The Grownup

A canny young woman is struggling to survive by perpetrating various levels of mostly harmless fraud.  On a rainy April morning, she is reading auras at Spiritual Palms when Susan Burke walks in.  A keen observer of human behavior, our unnamed narrator immediately diagnoses beautiful, rich Susan as an unhappy woman eager to give her lovely life a drama injection.  However when the “psychic” visits the eerie Victorian home that has been the source of Susan’s terror and grief, she realizes she may not have to pretend  to believe in ghosts anymore.  Miles, Susan’s teenage stepson, doesn’t help matters with his disturbing manor and grisly imagination.  The three are soon locked in a chilling battle to discover where the evil truly lurks and what, if anything, can be done to escape it.

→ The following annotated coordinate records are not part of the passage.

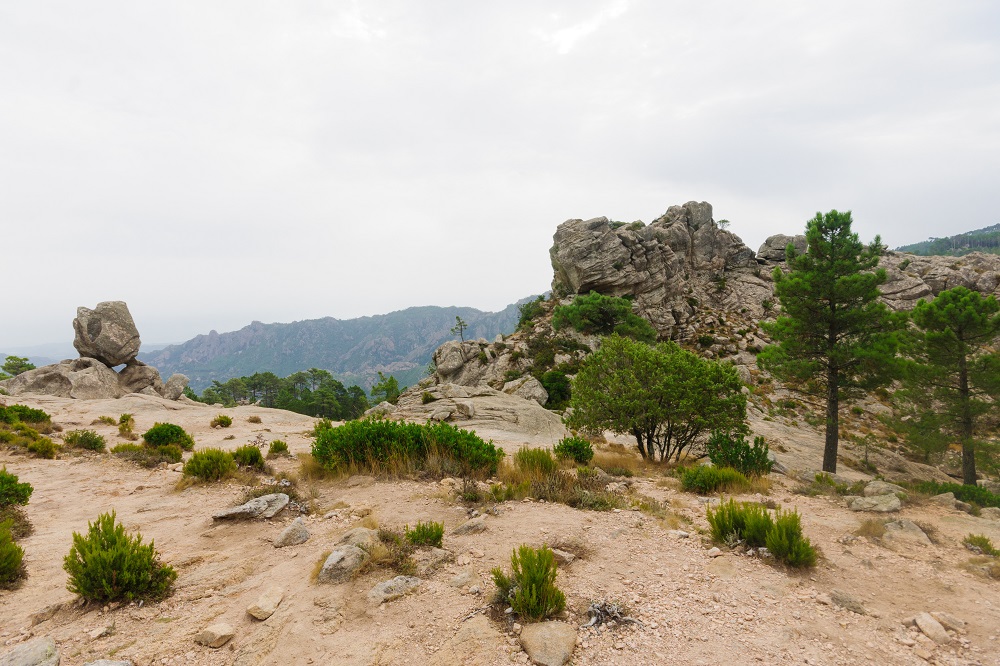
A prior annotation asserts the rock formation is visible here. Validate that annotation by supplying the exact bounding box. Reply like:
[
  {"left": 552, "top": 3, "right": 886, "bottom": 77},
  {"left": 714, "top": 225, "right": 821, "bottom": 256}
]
[{"left": 0, "top": 301, "right": 187, "bottom": 400}]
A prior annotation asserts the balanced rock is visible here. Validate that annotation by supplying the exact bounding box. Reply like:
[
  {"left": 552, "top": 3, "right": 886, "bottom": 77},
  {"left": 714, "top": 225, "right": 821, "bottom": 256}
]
[
  {"left": 73, "top": 301, "right": 140, "bottom": 367},
  {"left": 521, "top": 622, "right": 576, "bottom": 666},
  {"left": 0, "top": 636, "right": 60, "bottom": 666}
]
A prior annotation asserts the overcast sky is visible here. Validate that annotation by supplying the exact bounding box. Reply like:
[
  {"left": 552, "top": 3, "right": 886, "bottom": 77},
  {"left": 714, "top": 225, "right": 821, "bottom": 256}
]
[{"left": 0, "top": 0, "right": 1000, "bottom": 352}]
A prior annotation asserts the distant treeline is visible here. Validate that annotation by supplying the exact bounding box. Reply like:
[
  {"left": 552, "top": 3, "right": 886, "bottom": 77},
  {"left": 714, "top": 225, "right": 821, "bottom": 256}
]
[
  {"left": 187, "top": 368, "right": 369, "bottom": 421},
  {"left": 896, "top": 224, "right": 1000, "bottom": 257}
]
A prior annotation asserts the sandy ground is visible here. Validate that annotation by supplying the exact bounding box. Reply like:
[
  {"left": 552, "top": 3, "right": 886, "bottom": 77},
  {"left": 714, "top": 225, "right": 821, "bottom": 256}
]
[{"left": 0, "top": 396, "right": 1000, "bottom": 665}]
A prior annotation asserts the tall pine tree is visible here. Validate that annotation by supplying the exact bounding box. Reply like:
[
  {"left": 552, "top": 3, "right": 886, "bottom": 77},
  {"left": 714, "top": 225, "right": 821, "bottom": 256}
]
[{"left": 758, "top": 210, "right": 904, "bottom": 473}]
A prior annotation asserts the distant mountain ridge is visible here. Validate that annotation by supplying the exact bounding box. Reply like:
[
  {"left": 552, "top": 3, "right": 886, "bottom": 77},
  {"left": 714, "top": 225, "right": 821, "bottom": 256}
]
[
  {"left": 139, "top": 297, "right": 530, "bottom": 393},
  {"left": 896, "top": 224, "right": 1000, "bottom": 257}
]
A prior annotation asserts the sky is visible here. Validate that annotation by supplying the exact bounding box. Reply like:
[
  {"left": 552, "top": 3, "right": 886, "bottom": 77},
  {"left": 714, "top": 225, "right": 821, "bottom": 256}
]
[{"left": 0, "top": 0, "right": 1000, "bottom": 352}]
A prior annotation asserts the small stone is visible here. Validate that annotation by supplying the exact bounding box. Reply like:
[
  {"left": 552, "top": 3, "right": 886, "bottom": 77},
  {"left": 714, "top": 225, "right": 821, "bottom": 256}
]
[
  {"left": 247, "top": 585, "right": 285, "bottom": 620},
  {"left": 194, "top": 622, "right": 236, "bottom": 648}
]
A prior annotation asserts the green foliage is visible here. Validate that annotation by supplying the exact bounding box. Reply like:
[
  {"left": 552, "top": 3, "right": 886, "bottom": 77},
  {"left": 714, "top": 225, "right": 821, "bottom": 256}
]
[
  {"left": 765, "top": 509, "right": 816, "bottom": 569},
  {"left": 0, "top": 405, "right": 52, "bottom": 425},
  {"left": 233, "top": 444, "right": 267, "bottom": 472},
  {"left": 209, "top": 414, "right": 233, "bottom": 428},
  {"left": 267, "top": 439, "right": 288, "bottom": 458},
  {"left": 900, "top": 287, "right": 1000, "bottom": 485},
  {"left": 63, "top": 511, "right": 177, "bottom": 602},
  {"left": 404, "top": 521, "right": 444, "bottom": 548},
  {"left": 491, "top": 545, "right": 566, "bottom": 622},
  {"left": 681, "top": 465, "right": 750, "bottom": 495},
  {"left": 372, "top": 372, "right": 402, "bottom": 405},
  {"left": 705, "top": 431, "right": 774, "bottom": 476},
  {"left": 552, "top": 437, "right": 594, "bottom": 465},
  {"left": 566, "top": 335, "right": 746, "bottom": 460},
  {"left": 0, "top": 520, "right": 25, "bottom": 588},
  {"left": 312, "top": 421, "right": 503, "bottom": 475},
  {"left": 142, "top": 423, "right": 194, "bottom": 451},
  {"left": 757, "top": 210, "right": 905, "bottom": 473},
  {"left": 0, "top": 466, "right": 34, "bottom": 507},
  {"left": 962, "top": 534, "right": 1000, "bottom": 557},
  {"left": 514, "top": 446, "right": 559, "bottom": 474},
  {"left": 184, "top": 449, "right": 236, "bottom": 481},
  {"left": 0, "top": 356, "right": 35, "bottom": 377},
  {"left": 63, "top": 430, "right": 106, "bottom": 451},
  {"left": 552, "top": 291, "right": 656, "bottom": 342}
]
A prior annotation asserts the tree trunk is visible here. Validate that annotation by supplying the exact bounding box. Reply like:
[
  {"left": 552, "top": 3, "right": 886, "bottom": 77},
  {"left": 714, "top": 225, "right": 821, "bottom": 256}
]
[{"left": 823, "top": 368, "right": 840, "bottom": 474}]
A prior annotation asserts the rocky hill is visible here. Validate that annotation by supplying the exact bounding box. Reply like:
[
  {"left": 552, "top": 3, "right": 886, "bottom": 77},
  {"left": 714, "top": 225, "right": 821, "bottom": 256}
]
[{"left": 139, "top": 303, "right": 536, "bottom": 392}]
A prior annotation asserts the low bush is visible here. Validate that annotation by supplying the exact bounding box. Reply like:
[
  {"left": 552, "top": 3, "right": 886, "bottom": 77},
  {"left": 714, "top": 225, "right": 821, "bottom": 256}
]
[
  {"left": 0, "top": 520, "right": 25, "bottom": 589},
  {"left": 142, "top": 423, "right": 194, "bottom": 451},
  {"left": 403, "top": 522, "right": 444, "bottom": 548},
  {"left": 63, "top": 430, "right": 105, "bottom": 451},
  {"left": 514, "top": 446, "right": 559, "bottom": 475},
  {"left": 63, "top": 511, "right": 177, "bottom": 602},
  {"left": 552, "top": 437, "right": 594, "bottom": 465},
  {"left": 233, "top": 444, "right": 267, "bottom": 472},
  {"left": 705, "top": 432, "right": 774, "bottom": 477},
  {"left": 0, "top": 467, "right": 34, "bottom": 507},
  {"left": 962, "top": 534, "right": 1000, "bottom": 557},
  {"left": 681, "top": 465, "right": 750, "bottom": 495},
  {"left": 491, "top": 545, "right": 566, "bottom": 622},
  {"left": 209, "top": 414, "right": 233, "bottom": 428},
  {"left": 267, "top": 439, "right": 288, "bottom": 458},
  {"left": 184, "top": 449, "right": 236, "bottom": 481},
  {"left": 312, "top": 420, "right": 504, "bottom": 476}
]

62 pages can really pack a punch.  That is, if you’re Gillian Flynn.  This was a classic thriller with a twist – as if thrillers need any more twists.  The unnamed narrator is an interesting element.  Because we don’t know the name, Flynn can focus on her con-artist, which somehow makes the narrator even more of a mystery.

As for the plot, this was classic didn’t-see-that-coming.  And because it’s so short, the book leaves everything wide open.  Flynn could make things more interesting and expand it if she wanted to, but it doesn’t need to be expanded; it’s fine the way it is.